Horror for Two - I can imagine more than a few gamers who were probably bothered by the addition of co-op gameplay. I heard the argument “but the game won't be scary if there are two people playing”. Right, except Dead Space 2 had already pulled away from the fear side of things, and action had already replaced it as the driving force of the series. Co-op was a logical choice for EA.
The odd thing is, the co-op is actually good. Not only do players get additional side quests when they play co-op, but the character interaction is worth finding someone with a second copy to play with. Isaac and John make a great team that contrasts each other in a good light, and not an over-the-top way. The only possible down side to the co-op is that the game becomes slightly empty without a second player.

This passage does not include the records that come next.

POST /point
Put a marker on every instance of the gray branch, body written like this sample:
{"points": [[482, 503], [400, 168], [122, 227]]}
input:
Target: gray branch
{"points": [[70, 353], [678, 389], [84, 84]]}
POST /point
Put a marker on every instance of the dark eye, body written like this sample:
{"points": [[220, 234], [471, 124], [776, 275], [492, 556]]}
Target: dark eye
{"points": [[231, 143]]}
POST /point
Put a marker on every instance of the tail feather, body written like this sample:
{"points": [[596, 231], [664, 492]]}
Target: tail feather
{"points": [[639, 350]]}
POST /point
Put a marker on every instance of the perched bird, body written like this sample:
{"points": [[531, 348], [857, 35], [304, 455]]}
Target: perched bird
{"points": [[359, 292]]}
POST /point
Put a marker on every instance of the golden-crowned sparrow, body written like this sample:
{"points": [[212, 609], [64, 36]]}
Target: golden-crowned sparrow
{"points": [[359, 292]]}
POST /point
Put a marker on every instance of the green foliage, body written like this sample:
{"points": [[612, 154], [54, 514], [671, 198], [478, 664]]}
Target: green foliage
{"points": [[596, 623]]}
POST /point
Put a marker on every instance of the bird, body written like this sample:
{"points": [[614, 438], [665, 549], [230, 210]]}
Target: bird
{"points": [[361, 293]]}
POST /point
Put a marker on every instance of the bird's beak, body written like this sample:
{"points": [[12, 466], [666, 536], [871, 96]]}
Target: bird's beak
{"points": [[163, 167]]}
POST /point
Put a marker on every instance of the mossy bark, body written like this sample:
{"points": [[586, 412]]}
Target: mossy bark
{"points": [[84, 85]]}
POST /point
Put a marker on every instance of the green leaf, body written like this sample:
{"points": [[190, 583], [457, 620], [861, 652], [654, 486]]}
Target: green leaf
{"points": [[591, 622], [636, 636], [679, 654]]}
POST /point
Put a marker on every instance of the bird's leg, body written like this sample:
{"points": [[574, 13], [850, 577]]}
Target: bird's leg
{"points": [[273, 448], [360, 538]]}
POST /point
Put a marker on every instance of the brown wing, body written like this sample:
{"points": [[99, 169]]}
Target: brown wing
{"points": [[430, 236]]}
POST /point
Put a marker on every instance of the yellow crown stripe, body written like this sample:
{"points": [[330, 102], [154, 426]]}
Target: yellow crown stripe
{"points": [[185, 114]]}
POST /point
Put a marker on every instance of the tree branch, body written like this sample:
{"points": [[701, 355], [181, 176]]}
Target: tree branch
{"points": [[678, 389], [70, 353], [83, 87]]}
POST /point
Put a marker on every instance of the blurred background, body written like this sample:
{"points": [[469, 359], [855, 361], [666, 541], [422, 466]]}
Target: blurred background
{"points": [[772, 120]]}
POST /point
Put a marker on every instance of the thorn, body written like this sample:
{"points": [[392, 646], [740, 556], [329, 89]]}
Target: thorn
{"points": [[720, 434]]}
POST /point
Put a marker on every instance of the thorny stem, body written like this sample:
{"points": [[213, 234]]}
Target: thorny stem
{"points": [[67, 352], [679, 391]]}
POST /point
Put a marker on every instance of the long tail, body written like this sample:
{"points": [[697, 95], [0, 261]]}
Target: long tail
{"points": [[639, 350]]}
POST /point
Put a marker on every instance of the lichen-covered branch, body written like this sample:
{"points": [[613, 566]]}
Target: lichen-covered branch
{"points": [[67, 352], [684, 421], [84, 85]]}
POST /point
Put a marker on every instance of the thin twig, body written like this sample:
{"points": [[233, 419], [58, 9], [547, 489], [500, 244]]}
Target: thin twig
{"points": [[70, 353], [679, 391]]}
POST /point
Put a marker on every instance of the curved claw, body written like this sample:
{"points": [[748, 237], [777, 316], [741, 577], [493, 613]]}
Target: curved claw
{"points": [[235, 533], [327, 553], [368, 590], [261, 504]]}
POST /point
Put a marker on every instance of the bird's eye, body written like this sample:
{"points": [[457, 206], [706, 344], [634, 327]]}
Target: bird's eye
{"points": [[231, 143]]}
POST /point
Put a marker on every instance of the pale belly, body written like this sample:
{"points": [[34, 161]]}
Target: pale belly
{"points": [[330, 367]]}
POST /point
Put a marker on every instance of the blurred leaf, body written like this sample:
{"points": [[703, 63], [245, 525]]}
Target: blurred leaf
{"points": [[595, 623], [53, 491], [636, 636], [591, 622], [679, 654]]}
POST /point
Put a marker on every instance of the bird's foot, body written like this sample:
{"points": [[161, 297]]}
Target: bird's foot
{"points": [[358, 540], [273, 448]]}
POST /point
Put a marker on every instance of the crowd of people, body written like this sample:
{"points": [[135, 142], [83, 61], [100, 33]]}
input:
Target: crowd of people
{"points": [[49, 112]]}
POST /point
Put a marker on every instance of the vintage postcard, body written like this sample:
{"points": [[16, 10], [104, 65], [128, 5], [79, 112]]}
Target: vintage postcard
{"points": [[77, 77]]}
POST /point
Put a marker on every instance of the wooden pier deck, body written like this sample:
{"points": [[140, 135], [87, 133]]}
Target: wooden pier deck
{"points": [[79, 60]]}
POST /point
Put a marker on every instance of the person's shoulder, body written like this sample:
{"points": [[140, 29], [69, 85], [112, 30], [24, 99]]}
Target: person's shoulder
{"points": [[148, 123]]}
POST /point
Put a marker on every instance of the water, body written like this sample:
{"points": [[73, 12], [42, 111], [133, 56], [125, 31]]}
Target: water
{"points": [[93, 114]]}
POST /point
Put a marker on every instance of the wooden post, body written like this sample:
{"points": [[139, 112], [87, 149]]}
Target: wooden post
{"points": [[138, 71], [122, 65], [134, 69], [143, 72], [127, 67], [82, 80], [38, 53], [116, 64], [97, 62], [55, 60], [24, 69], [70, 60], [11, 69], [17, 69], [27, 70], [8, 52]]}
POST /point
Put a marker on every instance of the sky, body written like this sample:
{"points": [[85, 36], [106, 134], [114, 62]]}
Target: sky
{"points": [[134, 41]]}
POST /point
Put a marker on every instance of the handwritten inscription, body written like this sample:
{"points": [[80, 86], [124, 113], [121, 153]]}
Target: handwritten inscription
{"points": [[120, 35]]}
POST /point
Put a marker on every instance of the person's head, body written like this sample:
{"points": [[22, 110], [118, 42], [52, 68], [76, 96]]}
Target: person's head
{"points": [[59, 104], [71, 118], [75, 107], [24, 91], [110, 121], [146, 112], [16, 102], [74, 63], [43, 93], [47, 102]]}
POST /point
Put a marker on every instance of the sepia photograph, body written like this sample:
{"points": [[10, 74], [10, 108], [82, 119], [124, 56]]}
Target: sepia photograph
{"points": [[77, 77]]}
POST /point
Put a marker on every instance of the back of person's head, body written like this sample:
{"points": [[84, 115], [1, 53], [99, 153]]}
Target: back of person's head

All the Necessities are There - Even if a game is good, sloppy controls, awful graphics, or even an out-of-place soundtrack can quickly send it plummeting down a chasm of mediocrity. Fortunately for Dead Space 3, it slides by. The graphics aren't the best I've ever seen, and the controls can sometimes become overly complicated in an intense moment, but it all holds out. There are very few “little problems” that keep Dead Space 3 from being a good title.
Kinda Witty - Dead Space has more or less cemented its storyline. You know any sequel to the series will probably include Isaac fighting an even more powerful Necromorph threat and that's fine. The only drawback to a predictable plot is that you have to focus on something else to entertain players when they're not killing things. EA realized this and included a nice bit of almost unnoticeable character development. Watching two completely different characters go from hating each other to cracking jokes about gas that eats your face without you even noticing until you look at the contrast is pretty impressive.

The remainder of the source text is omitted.